Strategies for Tax-Efficient InvestingCharts graphs - Pong

1. Consider tax-managed or tax-efficient investment accounts and mutual funds. These are managed in ways that can help reduce their taxable distributions. Investment managers can employ a combination of tactics, such as minimizing portfolio turnover, investing in stocks that do not pay dividends, and selectively selling stocks that have become less attractive at a loss to counterbalance taxable gains elsewhere in the portfolio. In years when returns on the broader market are flat or negative, investors tend to become more aware of capital gains generated by portfolio turnover, since the resulting tax liability can offset any gain or exacerbate a negative return on the investment.
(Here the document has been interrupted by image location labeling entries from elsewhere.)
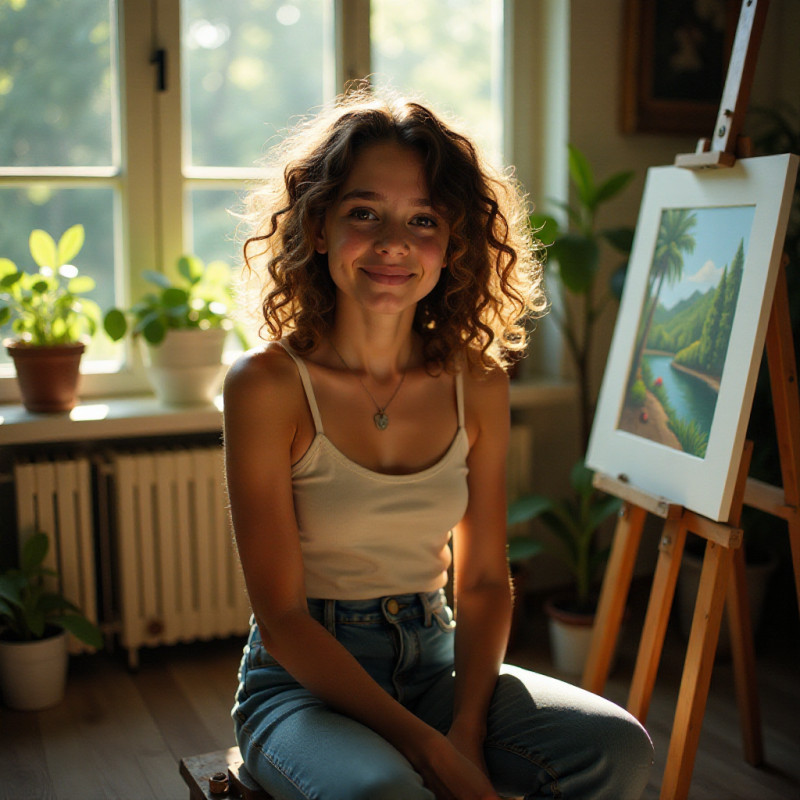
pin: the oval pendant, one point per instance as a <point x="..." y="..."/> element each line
<point x="381" y="421"/>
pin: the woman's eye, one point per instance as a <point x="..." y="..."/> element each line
<point x="362" y="214"/>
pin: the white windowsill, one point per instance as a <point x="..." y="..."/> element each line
<point x="141" y="416"/>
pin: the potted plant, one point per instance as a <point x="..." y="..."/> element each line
<point x="51" y="320"/>
<point x="183" y="324"/>
<point x="574" y="521"/>
<point x="34" y="622"/>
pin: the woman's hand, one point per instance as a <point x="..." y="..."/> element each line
<point x="469" y="745"/>
<point x="450" y="774"/>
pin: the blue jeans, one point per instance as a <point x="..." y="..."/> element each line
<point x="545" y="738"/>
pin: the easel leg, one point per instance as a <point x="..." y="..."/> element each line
<point x="782" y="363"/>
<point x="655" y="624"/>
<point x="744" y="663"/>
<point x="697" y="672"/>
<point x="616" y="584"/>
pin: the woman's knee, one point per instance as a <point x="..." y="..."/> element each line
<point x="627" y="758"/>
<point x="391" y="787"/>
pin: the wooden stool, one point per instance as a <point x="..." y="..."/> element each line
<point x="222" y="772"/>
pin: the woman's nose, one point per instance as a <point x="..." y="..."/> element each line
<point x="392" y="238"/>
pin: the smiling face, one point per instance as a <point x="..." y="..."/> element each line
<point x="385" y="243"/>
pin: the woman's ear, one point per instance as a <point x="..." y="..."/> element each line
<point x="320" y="240"/>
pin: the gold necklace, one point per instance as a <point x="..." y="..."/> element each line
<point x="380" y="418"/>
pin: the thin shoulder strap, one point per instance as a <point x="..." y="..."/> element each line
<point x="306" y="379"/>
<point x="460" y="397"/>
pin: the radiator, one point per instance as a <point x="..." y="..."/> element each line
<point x="55" y="496"/>
<point x="177" y="571"/>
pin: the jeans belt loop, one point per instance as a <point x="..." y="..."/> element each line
<point x="329" y="616"/>
<point x="426" y="604"/>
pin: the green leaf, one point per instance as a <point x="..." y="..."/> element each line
<point x="158" y="278"/>
<point x="154" y="331"/>
<point x="523" y="547"/>
<point x="544" y="228"/>
<point x="174" y="297"/>
<point x="582" y="177"/>
<point x="613" y="186"/>
<point x="34" y="620"/>
<point x="7" y="269"/>
<point x="578" y="258"/>
<point x="43" y="249"/>
<point x="527" y="508"/>
<point x="115" y="324"/>
<point x="34" y="552"/>
<point x="191" y="268"/>
<point x="81" y="284"/>
<point x="70" y="244"/>
<point x="11" y="587"/>
<point x="80" y="628"/>
<point x="580" y="478"/>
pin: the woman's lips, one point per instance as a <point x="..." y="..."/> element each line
<point x="386" y="275"/>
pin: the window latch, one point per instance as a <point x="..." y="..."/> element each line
<point x="159" y="58"/>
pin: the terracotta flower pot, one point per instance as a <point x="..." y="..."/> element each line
<point x="47" y="375"/>
<point x="33" y="675"/>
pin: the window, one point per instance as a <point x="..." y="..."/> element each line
<point x="144" y="120"/>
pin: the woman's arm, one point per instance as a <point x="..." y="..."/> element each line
<point x="264" y="404"/>
<point x="482" y="589"/>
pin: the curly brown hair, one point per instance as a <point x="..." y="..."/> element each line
<point x="493" y="280"/>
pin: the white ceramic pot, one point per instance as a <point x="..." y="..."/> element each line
<point x="33" y="675"/>
<point x="186" y="367"/>
<point x="570" y="638"/>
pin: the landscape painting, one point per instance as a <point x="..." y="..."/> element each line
<point x="674" y="404"/>
<point x="682" y="339"/>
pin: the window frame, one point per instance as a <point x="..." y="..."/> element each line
<point x="151" y="184"/>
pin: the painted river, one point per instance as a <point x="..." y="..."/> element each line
<point x="692" y="398"/>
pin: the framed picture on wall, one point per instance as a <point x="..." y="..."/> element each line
<point x="678" y="386"/>
<point x="675" y="60"/>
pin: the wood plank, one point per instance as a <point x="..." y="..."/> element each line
<point x="102" y="737"/>
<point x="614" y="594"/>
<point x="696" y="673"/>
<point x="662" y="594"/>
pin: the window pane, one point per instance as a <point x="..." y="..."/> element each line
<point x="57" y="83"/>
<point x="213" y="228"/>
<point x="248" y="68"/>
<point x="450" y="53"/>
<point x="39" y="205"/>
Pitfalls to avoid: Taxes are an important consideration in selecting investments but should not be the primary concern. A portfolio manager must balance the tax consequences of selling a position that will generate a capital gain versus the relative market opportunity lost by holding a less-than-attractive investment. Some mutual funds that have low turnover also inherently carry an above-average level of undistributed capital gains. When you buy these shares, you effectively buy this undistributed tax liability.

2. Put losses to work. At times, you may be able to use losses in your investment portfolio to help offset realized gains. It’s a good idea to evaluate your holdings periodically to assess whether an investment still offers the long-term potential you anticipated when you purchased it. Your realized losses in a given tax year must first be used to offset realized capital gains. If you have “leftover” losses, you can offset up to $3,000 against ordinary income. Any remainder can be carried forward to offset gains or income in future years, subject to certain limitations.

Pitfalls to avoid: A few down periods don’t mean you should sell simply to realize a loss. Stocks in particular are long-term investments subject to ups and downs. However, if your outlook on an investment has changed, you can use a loss to your advantage.

3. Keep good records. Keep records of purchases, sales, distributions, and dividend re-investments so that you can properly calculate the basis of shares you own and choose the shares you sell to minimize your taxable gain or maximize your deductible loss.

Pitfalls to avoid: If you overlook mutual fund dividends and capital gains distributions that you have re-invested, you may accidentally pay the tax twice — once on the distribution and again on any capital gains (or underreported loss) — when you eventually sell the shares.